In another study, Decruyenaere et al constructed eight different ML methods to predict DGF and compared them to LR by using the data from 475 cadaveric kidney transplantations. Besides LR, the authors employed the following methods to construct the prediction models: LDA, quadratic discriminant analysis, and SVMs using linear, radial basis function and polynomial kernels, DT, RF, and stochastic gradient boosting. The performance of the models was assessed by computing sensitivity, positive predictive value, and AUROC after a 10-fold-stratified cross-validation. The authors found that the linear SVM had the highest discriminative capacity (AUROC: 84.3%), outperforming each of other methods, except for the radial SVM, polynomial SVM, and LDA. However, it was the only method superior to LR. Eventually, the authors asserted that the linear SVM was the most appropriate ML method to predict DGF.
In Costa et al’s evaluation of the impact of donor maintenance-related (arterial blood gas pH, serum sodium, blood glucose, urine output, mean arterial pressure, vasopressors use, and reversed cardiac arrest) variables on the development of DGF, data from 443 cadaveric donors ML methods that included DT, neural network, and SVM to locate donor maintenance-related parameters that were predictive of DGF were used. However, according to the multivariable LR analysis, the donor maintenance-related variables did not have any impact on DGF occurrence.
In a large scale study, Kawakita et al aimed to build personalized prognostic models based on ML methods to predict DGF. Using the data obtained from the United Network for Organ Sharing/Organ Procurement and Transplantation Network, their development set included a total of 55044 patients and the validation set included 6176 patients. Of the selected 26 predictors, 13 were donor-related, eight were recipient-related, and five were transplant-related. The authors used a development dataset with the selected features to train five ML algorithms: LR, elastic net, RF, extreme gradient boosting (XGB), and ANN. For performance comparison, a baseline model based on LR was developed. After training the ML algorithms, the authors assessed each model for three performance measures: Discrimination, calibration, and clinical utility using different metrics. All of the algorithms trained with the new predictors performed better or equally well in these characteristics compared to the baseline model, especially the ANN and XGB. The XGB is an ensemble learning method, which assembles DT as its building blocks to build a strong learner that is able to learn the nonlinear relationships between the predictors and the outcome.
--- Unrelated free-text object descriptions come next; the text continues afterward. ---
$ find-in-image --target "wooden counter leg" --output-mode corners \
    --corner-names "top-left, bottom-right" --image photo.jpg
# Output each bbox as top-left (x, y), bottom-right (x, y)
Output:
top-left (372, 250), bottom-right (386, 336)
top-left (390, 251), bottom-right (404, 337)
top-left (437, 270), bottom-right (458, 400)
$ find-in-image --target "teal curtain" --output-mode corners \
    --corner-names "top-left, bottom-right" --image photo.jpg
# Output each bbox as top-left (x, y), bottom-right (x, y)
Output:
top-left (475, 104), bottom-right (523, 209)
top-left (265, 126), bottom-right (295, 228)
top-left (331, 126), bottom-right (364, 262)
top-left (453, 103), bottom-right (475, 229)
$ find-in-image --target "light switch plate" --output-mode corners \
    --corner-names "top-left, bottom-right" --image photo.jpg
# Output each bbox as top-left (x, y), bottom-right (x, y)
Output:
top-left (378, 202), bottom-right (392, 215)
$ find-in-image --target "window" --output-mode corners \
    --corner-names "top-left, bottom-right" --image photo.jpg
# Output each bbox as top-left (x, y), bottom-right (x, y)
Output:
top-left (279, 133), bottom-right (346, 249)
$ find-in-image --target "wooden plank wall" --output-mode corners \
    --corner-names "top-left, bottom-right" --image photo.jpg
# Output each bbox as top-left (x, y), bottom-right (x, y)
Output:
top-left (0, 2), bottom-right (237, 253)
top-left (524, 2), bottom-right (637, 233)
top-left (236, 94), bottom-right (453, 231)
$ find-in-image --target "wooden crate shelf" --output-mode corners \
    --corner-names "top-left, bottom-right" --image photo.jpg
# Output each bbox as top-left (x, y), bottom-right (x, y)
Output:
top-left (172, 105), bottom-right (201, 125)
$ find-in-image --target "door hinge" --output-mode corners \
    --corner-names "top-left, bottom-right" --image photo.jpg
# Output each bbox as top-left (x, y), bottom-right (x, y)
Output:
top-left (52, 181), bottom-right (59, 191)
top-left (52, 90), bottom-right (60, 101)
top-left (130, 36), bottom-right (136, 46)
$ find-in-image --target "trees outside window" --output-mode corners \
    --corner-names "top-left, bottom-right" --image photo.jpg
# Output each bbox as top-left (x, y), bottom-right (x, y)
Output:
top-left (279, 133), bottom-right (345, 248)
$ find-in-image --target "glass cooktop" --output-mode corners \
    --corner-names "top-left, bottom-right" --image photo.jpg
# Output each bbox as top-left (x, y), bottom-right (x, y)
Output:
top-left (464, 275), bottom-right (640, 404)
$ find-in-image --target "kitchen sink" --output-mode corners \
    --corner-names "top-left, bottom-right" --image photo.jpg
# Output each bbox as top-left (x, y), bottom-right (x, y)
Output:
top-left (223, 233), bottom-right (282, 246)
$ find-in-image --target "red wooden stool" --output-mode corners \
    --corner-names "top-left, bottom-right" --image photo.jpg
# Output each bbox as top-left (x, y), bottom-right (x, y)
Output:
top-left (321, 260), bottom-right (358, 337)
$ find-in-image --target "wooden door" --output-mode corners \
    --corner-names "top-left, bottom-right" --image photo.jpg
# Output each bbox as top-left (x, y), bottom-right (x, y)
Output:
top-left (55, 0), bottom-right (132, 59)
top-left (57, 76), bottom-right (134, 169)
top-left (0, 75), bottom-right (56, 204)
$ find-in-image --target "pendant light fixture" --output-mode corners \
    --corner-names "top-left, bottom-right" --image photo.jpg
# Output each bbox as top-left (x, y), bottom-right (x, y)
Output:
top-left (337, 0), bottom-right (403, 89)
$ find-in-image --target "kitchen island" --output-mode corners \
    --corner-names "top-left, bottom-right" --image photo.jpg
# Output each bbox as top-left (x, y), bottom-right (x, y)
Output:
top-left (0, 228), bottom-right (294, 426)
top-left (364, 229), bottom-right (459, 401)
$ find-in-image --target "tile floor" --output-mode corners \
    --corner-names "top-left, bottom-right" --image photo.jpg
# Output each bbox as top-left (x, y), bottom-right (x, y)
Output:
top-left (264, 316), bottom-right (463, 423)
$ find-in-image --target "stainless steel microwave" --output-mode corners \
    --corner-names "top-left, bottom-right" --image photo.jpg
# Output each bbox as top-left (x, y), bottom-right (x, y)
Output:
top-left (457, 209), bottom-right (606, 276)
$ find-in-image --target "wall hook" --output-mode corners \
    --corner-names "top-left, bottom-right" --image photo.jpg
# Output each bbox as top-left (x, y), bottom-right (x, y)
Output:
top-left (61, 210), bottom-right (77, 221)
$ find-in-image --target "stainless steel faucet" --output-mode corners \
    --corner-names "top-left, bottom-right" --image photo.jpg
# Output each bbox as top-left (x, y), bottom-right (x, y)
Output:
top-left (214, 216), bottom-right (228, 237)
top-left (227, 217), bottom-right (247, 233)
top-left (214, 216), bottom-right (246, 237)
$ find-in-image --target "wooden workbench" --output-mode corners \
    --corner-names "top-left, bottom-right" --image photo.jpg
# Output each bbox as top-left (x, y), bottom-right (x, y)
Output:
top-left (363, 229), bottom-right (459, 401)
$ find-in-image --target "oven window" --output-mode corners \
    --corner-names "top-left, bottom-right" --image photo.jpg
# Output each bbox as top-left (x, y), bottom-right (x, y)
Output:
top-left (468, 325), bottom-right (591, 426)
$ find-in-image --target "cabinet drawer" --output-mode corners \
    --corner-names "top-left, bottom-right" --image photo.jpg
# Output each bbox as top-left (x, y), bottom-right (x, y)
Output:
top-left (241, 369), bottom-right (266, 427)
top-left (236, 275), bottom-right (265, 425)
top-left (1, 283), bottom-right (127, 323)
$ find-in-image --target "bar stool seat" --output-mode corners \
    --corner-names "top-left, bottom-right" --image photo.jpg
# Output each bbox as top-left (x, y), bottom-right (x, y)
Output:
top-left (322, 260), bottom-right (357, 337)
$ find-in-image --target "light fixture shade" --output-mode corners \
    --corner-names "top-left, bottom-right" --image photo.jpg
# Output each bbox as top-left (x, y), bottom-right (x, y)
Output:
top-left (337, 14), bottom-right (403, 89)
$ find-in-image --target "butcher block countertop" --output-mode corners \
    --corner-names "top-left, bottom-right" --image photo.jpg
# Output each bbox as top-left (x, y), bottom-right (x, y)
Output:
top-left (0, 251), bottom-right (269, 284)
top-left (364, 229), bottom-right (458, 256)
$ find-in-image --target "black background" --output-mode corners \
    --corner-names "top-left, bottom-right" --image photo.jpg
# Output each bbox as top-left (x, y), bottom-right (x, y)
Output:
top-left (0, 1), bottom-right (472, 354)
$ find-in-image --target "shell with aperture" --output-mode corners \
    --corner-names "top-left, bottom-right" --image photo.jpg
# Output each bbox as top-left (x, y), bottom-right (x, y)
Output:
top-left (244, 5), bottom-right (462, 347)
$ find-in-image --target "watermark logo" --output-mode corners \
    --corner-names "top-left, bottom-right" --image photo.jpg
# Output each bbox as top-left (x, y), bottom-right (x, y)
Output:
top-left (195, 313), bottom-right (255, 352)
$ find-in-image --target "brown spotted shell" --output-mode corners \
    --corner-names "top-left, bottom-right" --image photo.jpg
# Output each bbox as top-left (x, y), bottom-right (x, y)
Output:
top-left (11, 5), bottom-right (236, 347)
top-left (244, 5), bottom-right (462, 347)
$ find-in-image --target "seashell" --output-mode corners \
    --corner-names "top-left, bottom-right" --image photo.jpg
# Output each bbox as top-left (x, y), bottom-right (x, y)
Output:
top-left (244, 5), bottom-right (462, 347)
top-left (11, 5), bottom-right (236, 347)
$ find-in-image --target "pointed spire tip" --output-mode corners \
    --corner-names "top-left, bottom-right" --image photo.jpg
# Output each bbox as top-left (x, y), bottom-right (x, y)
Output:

The authors suggested that ML was a valid alternative approach for the prediction and identification of the predictors of DGF, adding an important piece of evidence to support the use of ML in driving medical progressions.
In addition to the above-mentioned areas, AI techniques are used in kidney transplantation for different purposes. We located different articles in the following topics: Assessment of risk for various complications such as cardiovascular risk, pneumonia[59,60], and CMV infection, prediction of changes in lipid parameters, prediction of HLA response[63-65], and assessment of the risk of kidney transplantation during the coronavirus disease 2019 pandemic.